Work carried out in the METADRUG project was organized in 6 Work Packages that included several tasks. Work Package 1 aimed at managing and coordinating the action. Work Package 2 sought the training and career development of the researcher. Work Package 3 established a computational strategy for drug delivery simulations. The praziquantel-montmorillonite system, with previous experimentally determined drug release kinetics, was used to develop the computational strategy and evaluate and optimize its accuracy. Subsequently, Work Package 4 implemented the computational strategy developed in the previous work package. We automatized as much as possible all the computational steps required for the simulations building up a computational strategy which shall be useful for future studies in the field. Work Package 5 succeeded in applying the established strategy to unknown systems. We also applied the computational approach to drug-clay systems with unknown release kinetics and with potential applications for the treatment of other relevant diseases. For this, we studied the desorption of fluoxetine and mirtazapine (antidepressant drugs) from montmorillonite clay. We also investigated the praziquantel release from halloysite (nanotubular clay). The diffusion coefficients and unbinding kinetics of these drugs from distinct clays as natural excipients were obtained to determine and predict how the drug release profile will be in the human organism after its administration. Lastly, Work Package 6 focused on dissemination/exploitation and communication/outreach activities. In this Work Package, oral communications were given at prestigious conferences and meetings to show the findings and conclusions obtained (scientific meeting in Germany in 2021, XV Congress SEFIG in 2021 in Spain, 12th WATOC in 2022 in Canada, 8th Galenus International Workshop in 2022 in Spain, and scientific meeting in Spain in 2022). Moreover, a manuscript was published in an international journal of recognized prestige and open access in compliance with H2020 policy (https://doi.org/10.3390/pharmaceutics14122586). Other two manuscripts are in preparation. The social networks of the researcher were updated to disseminate the results to the scientific and general public (https://twitter.com/AnaBorregoSan and https://www.researchgate.net/profile/Ana-Borrego-Sanchez). The researcher is currently Guest Editor of a Special Issue entitled "Inorganic Biomaterials for Drug Delivery”.
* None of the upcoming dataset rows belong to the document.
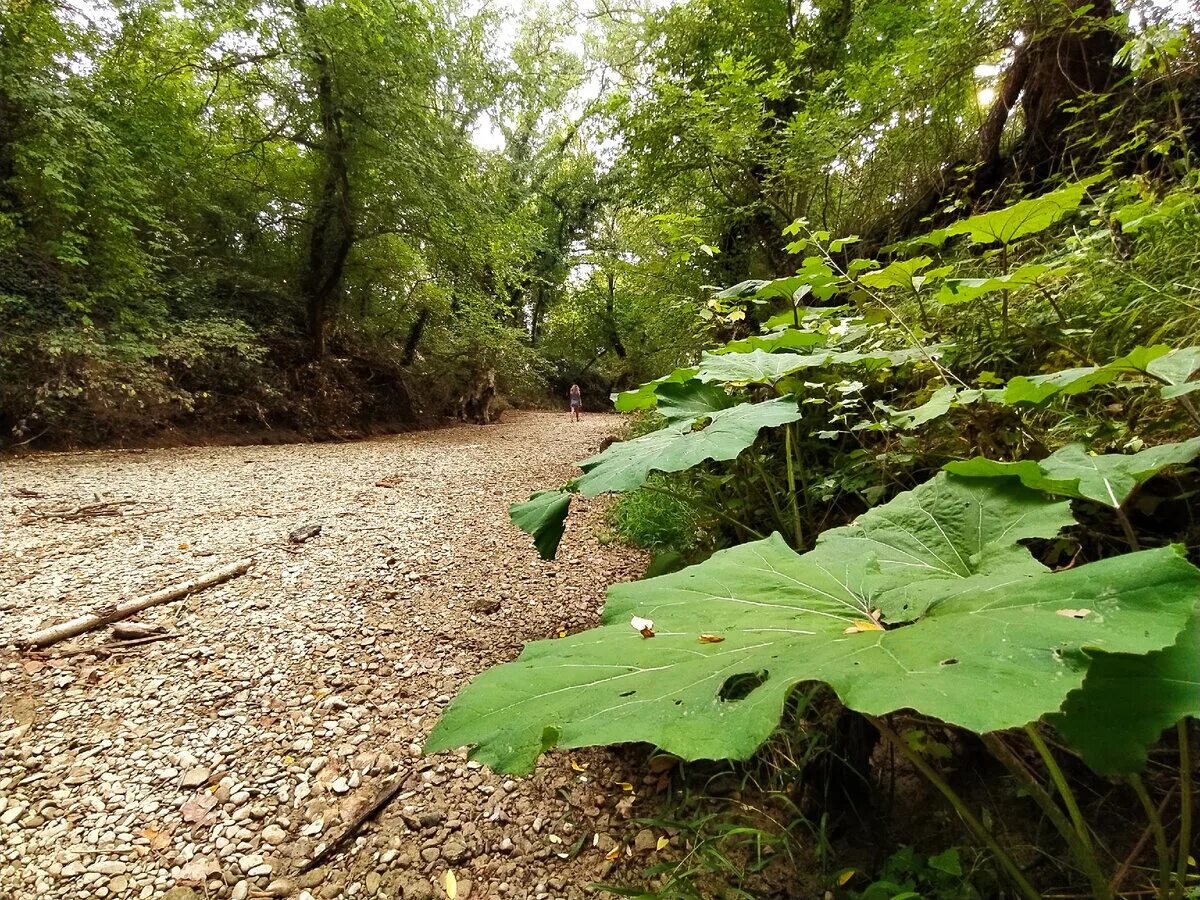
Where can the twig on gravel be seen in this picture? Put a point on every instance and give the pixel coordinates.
(90, 510)
(385, 797)
(112, 648)
(305, 533)
(115, 612)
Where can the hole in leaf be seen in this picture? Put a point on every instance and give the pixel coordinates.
(739, 687)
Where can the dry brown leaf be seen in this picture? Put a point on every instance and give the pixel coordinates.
(199, 809)
(863, 625)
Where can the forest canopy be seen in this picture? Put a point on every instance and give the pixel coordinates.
(334, 216)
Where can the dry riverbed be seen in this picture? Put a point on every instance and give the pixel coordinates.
(215, 765)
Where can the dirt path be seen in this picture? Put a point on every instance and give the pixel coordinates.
(215, 765)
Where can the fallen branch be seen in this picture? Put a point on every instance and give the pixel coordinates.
(111, 648)
(387, 796)
(115, 612)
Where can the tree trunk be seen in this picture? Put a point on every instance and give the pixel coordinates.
(331, 234)
(414, 337)
(610, 309)
(1061, 64)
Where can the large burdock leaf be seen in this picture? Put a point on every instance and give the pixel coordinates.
(787, 339)
(1128, 701)
(762, 367)
(960, 291)
(1020, 220)
(721, 435)
(1002, 648)
(757, 366)
(928, 543)
(643, 396)
(691, 400)
(1072, 472)
(905, 274)
(1175, 370)
(543, 516)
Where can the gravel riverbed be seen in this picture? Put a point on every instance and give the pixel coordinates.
(216, 763)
The project's impact is related to the development of new drugs, specifically, in the design drug–excipient complexes that can lead to optimal drug release kinetics. Computational chemistry and specifically enhanced sampling molecular dynamics methods can play a key role in this context, by minimizing the need for expensive experiments and reducing cost and time. With this project, we showed that recent advances in enhanced sampling methodologies can be brought to fruition in this area. We demonstrated the potential of these methodologies by simulating the drug release kinetics of the complex praziquantel–montmorillonite in water. Praziquantel finds promising applications in the treatment of schistosomiasis, but its biopharmaceutical profile needs to be improved, and a cheap material such as montmorillonite clay would be a very convenient excipient. We simulated the drug release both from the surface and interlayer space and found that the diffusion of the praziquantel inside the interlayer space is the process that limits the rate of drug release. This suggests several strategies to modulate the release time. For instance, one could search for ways of controlling the penetration length inside the clay. Attempts could also be made at regulating the interlayer distance, by means of appropriate spacers, or by using other clays with different interlayer spacing. The application of the developed strategy has been applied to other systems (praziquantel-halloysite, fluoxetine-montmorillonite, and mirtazapine-montmorillonite). The last studies with fluoxetine and mirtazapine shall contribute to improve the treatment of depression.